Speaking to a group of Republican senators last week, the president said he was not particularly enthused about Moore’s candidacy, but he felt like his victory would represent a better outcome than the election of a Democrat who would often oppose their agenda, according to a Republican official in the room for the conversation.

Yet Trump disregarded, and irritated, some of his more cautious advisers on Monday in prompting the RNC to restore get-out-the-vote funds to Moore, according to one Republican in contact with the president. The Senate Republican campaign arm, which is controlled by McConnell, had no plans to offer financial help to Moore, officials said.

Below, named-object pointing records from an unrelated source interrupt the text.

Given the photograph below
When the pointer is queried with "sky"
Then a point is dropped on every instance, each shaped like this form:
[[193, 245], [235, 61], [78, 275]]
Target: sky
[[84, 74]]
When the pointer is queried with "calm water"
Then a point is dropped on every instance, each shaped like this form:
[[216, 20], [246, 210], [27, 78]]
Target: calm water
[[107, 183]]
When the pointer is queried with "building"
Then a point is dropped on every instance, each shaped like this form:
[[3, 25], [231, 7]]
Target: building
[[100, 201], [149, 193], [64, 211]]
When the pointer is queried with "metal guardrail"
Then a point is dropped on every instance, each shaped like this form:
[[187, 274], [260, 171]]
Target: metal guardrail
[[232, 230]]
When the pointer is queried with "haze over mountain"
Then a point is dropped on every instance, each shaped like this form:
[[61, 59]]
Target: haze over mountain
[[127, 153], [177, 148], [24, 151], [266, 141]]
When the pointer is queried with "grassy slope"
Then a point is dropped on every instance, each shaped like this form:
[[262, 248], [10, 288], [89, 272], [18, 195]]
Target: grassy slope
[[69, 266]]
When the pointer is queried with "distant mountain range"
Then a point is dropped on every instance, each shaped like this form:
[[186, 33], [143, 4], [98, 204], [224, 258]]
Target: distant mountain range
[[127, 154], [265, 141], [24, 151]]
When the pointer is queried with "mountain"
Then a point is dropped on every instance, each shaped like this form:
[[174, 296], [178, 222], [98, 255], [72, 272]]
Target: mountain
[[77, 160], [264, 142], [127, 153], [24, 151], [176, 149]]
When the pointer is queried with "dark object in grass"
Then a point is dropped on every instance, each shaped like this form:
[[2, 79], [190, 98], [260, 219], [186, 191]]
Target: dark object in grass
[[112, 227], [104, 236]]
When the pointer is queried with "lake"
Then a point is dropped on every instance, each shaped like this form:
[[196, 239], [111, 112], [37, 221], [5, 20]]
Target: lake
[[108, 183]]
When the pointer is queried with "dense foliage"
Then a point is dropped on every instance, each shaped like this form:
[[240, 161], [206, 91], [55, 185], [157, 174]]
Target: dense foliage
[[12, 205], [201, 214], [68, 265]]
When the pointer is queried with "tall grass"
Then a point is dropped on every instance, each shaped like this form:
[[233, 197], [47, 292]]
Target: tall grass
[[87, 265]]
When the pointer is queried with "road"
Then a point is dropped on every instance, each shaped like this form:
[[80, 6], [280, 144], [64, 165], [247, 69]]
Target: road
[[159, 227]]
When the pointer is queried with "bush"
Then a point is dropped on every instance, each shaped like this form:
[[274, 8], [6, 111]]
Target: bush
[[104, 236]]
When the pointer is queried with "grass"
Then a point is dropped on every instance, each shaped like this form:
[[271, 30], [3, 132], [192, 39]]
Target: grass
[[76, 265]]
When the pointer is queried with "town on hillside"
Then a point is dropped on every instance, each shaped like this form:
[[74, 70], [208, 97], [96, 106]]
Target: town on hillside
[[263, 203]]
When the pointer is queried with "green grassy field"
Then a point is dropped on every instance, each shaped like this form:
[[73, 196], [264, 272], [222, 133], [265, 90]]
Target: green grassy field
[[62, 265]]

Even to some of his allies, Trump’s decision to link the party to someone accused of preying on teenagers marked another example of his impulsive style and penchant for creating new controversies when he is under fire.

Two factors appear to have moved Trump. He likes to associate with winners, and Moore has apparently stabilised in the polls. Further, no other women have come forward recently to level additional accusations against Moore.

But Moore, who was twice effectively removed as chief justice of the Alabama Supreme Court, has been unable to outrun the accusations that became public last month.

Debbie Wesson Gibson, who has said she dated Moore for about two months when she was 17 and he was twice her age, showed The Washington Post a graduation card she said he had written to her. In scrawling script, it wished her a happy graduation and said, “I wanted to give you this card myself. I know that you’ll be a success in anything you do. Roy.”

In a text message on Monday night, a spokeswoman for the Moore campaign said that The Post was “reaching” and argued that the newspaper was “trying to write yet another story to distract from Doug Jones’ extremist liberal record”.

So far, the president’s preferred form of support for Moore has been to go after Jones, whom he criticised as a “puppet” of Democratic leaders in Congress. Electing Jones, he wrote on Twitter, “would hurt our great Republican Agenda of low on taxes, tough crime, strong on military and borders …& so much more.”

Yet in Alabama, where the state’s senior Republican lawmaker, Senator Richard C. Shelby, cast a write-in vote for a Republican other than Moore, the ultimate value of Trump’s endorsement is unclear and perhaps even negligible. Although Trump easily carried Alabama when he was on the ballot, the candidate he preferred over Moore lost the primary runoff by nine percentage points.